Once the main drivers of the market’s ascent, foreign investors sold net ¥1.56 trillion ($10.7 billion) Japanese cash equities and futures combined in the week that ended July 26, according to data from Japan Exchange Group Inc.
“The latest big selloff in equities, reinforced by US market’s downturn and led by technology stocks, has staged a big reset in terms of expectations for Japan equity returns for the rest of the year,” Andrew Jackson, head of Japan equity strategy at Ortus Advisors Pte in Singapore, wrote in a note.
Here’s more on what market participants had to say:
Rina Oshimo, a senior strategist at Okasan Securities in Tokyo
“Although the market is currently in a ‘storm,’ Japanese stocks will gradually find a place to settle down along with the U.S. stock market,” she said. “Selling is being spurred by the unwinding of long positions and the involvement of trend-following hedge funds. Valuation and fundamental strategies are not applicable in some areas due to the panic selling aspect of the market.”
Vishnu Varathan, head of economics and strategy for Mizuho Bank in Singapore
“It is too early to tell if the summer heat will abate. But it is certainly a case of a conspiracy of ‘risk off’ triggers. The BOJ from what it did (hike and signal more) and the Fed for it has not (cut and commit to emphatic cutting) are conspiring to undermine precariously rich markets.”

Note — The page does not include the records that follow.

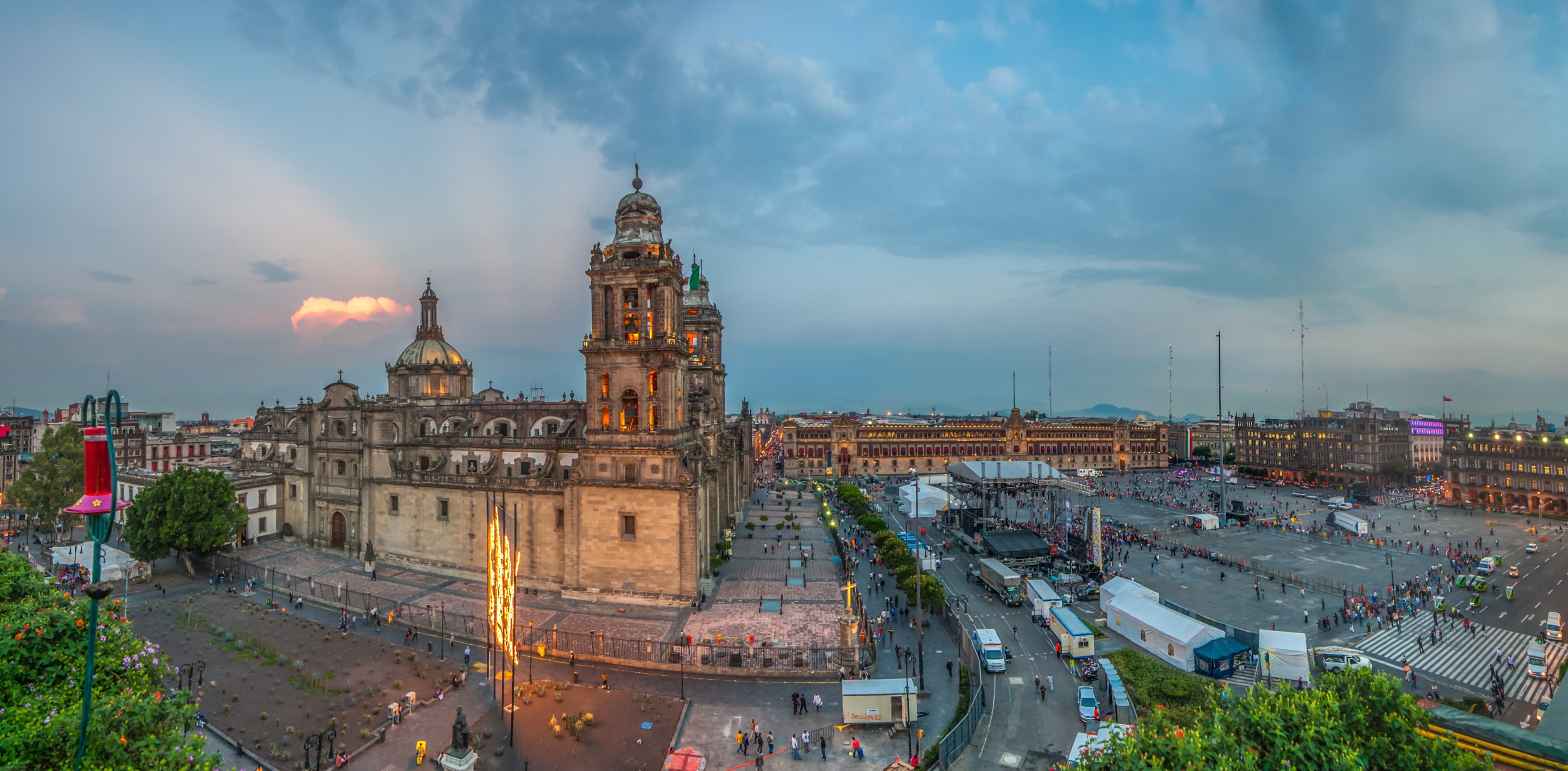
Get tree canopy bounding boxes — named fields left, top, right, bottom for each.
left=0, top=553, right=220, bottom=771
left=6, top=422, right=82, bottom=540
left=1079, top=669, right=1486, bottom=771
left=125, top=468, right=245, bottom=576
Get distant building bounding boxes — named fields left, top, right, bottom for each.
left=0, top=410, right=36, bottom=506
left=778, top=408, right=1170, bottom=477
left=1236, top=402, right=1427, bottom=487
left=1443, top=418, right=1568, bottom=514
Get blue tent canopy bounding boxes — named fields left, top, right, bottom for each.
left=1192, top=637, right=1251, bottom=678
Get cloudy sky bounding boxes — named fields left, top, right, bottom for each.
left=0, top=0, right=1568, bottom=422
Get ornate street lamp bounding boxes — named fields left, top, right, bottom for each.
left=64, top=391, right=130, bottom=769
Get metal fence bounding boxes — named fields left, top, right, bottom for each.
left=213, top=554, right=875, bottom=674
left=936, top=612, right=985, bottom=768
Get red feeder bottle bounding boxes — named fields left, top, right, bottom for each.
left=66, top=426, right=130, bottom=514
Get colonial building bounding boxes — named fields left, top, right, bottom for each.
left=235, top=179, right=753, bottom=605
left=1443, top=418, right=1568, bottom=515
left=778, top=407, right=1170, bottom=477
left=1236, top=402, right=1441, bottom=487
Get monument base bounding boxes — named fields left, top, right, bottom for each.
left=441, top=749, right=480, bottom=771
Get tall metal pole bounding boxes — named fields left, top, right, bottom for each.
left=75, top=389, right=125, bottom=769
left=909, top=468, right=915, bottom=691
left=1214, top=331, right=1225, bottom=516
left=502, top=493, right=517, bottom=747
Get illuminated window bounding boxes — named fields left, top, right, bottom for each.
left=621, top=388, right=637, bottom=430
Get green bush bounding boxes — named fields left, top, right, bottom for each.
left=1105, top=648, right=1220, bottom=729
left=1079, top=666, right=1490, bottom=771
left=0, top=553, right=220, bottom=771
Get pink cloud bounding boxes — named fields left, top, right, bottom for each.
left=289, top=297, right=414, bottom=331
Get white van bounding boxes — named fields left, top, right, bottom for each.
left=1524, top=641, right=1546, bottom=680
left=974, top=630, right=1007, bottom=672
left=1312, top=646, right=1372, bottom=672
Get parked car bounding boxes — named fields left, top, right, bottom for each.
left=1079, top=685, right=1099, bottom=724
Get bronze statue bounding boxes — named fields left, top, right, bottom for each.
left=452, top=706, right=474, bottom=755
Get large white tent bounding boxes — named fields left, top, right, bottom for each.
left=49, top=542, right=138, bottom=581
left=1258, top=630, right=1312, bottom=683
left=1105, top=592, right=1225, bottom=672
left=1099, top=576, right=1160, bottom=614
left=898, top=484, right=953, bottom=516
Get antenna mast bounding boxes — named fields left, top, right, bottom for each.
left=1295, top=300, right=1306, bottom=418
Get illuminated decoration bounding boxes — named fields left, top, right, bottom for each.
left=489, top=506, right=517, bottom=664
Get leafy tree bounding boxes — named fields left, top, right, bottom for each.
left=0, top=553, right=220, bottom=771
left=1079, top=666, right=1486, bottom=771
left=125, top=468, right=245, bottom=576
left=6, top=422, right=82, bottom=543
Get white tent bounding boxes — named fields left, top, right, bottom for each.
left=1105, top=592, right=1225, bottom=672
left=49, top=542, right=138, bottom=581
left=1099, top=576, right=1160, bottom=614
left=898, top=484, right=953, bottom=516
left=1258, top=630, right=1312, bottom=683
left=1187, top=514, right=1220, bottom=531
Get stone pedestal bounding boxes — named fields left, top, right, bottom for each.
left=441, top=747, right=480, bottom=771
left=833, top=612, right=861, bottom=670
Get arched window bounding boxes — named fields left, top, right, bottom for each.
left=621, top=388, right=637, bottom=430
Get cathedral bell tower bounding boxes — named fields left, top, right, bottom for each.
left=582, top=169, right=687, bottom=447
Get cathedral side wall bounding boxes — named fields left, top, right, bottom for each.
left=574, top=485, right=690, bottom=595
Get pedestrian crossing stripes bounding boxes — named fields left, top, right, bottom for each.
left=1361, top=624, right=1565, bottom=704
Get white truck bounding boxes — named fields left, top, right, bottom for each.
left=1328, top=512, right=1372, bottom=536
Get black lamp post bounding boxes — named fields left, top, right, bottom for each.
left=304, top=726, right=337, bottom=771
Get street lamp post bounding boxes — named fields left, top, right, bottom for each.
left=909, top=465, right=925, bottom=691
left=64, top=391, right=130, bottom=768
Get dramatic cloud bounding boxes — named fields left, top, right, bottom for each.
left=251, top=259, right=299, bottom=284
left=88, top=270, right=135, bottom=284
left=289, top=297, right=414, bottom=333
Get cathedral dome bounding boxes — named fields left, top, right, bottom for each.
left=610, top=167, right=665, bottom=244
left=397, top=337, right=463, bottom=364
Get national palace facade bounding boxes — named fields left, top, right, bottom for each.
left=778, top=408, right=1170, bottom=477
left=235, top=179, right=753, bottom=605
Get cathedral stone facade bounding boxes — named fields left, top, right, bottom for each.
left=235, top=179, right=753, bottom=605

Hideyuki Suzuki, a general manager at SBI Securities
“There is a general pattern of a reversal from the previous year’s data and the BOJ is not likely to raise interest rates further and will likely not be possible looking at the pace of the stock prices.”
Jumpei Tanaka, a strategist at Pictet Asset Management
“Until the bottoming out of USD/JPY is confirmed, aggressive buying of Japanese equities is likely to be restrained. At the moment, the US economic surprise index is showing a worsening trend, and investors are becoming increasingly wary of deteriorating US economic indicators.”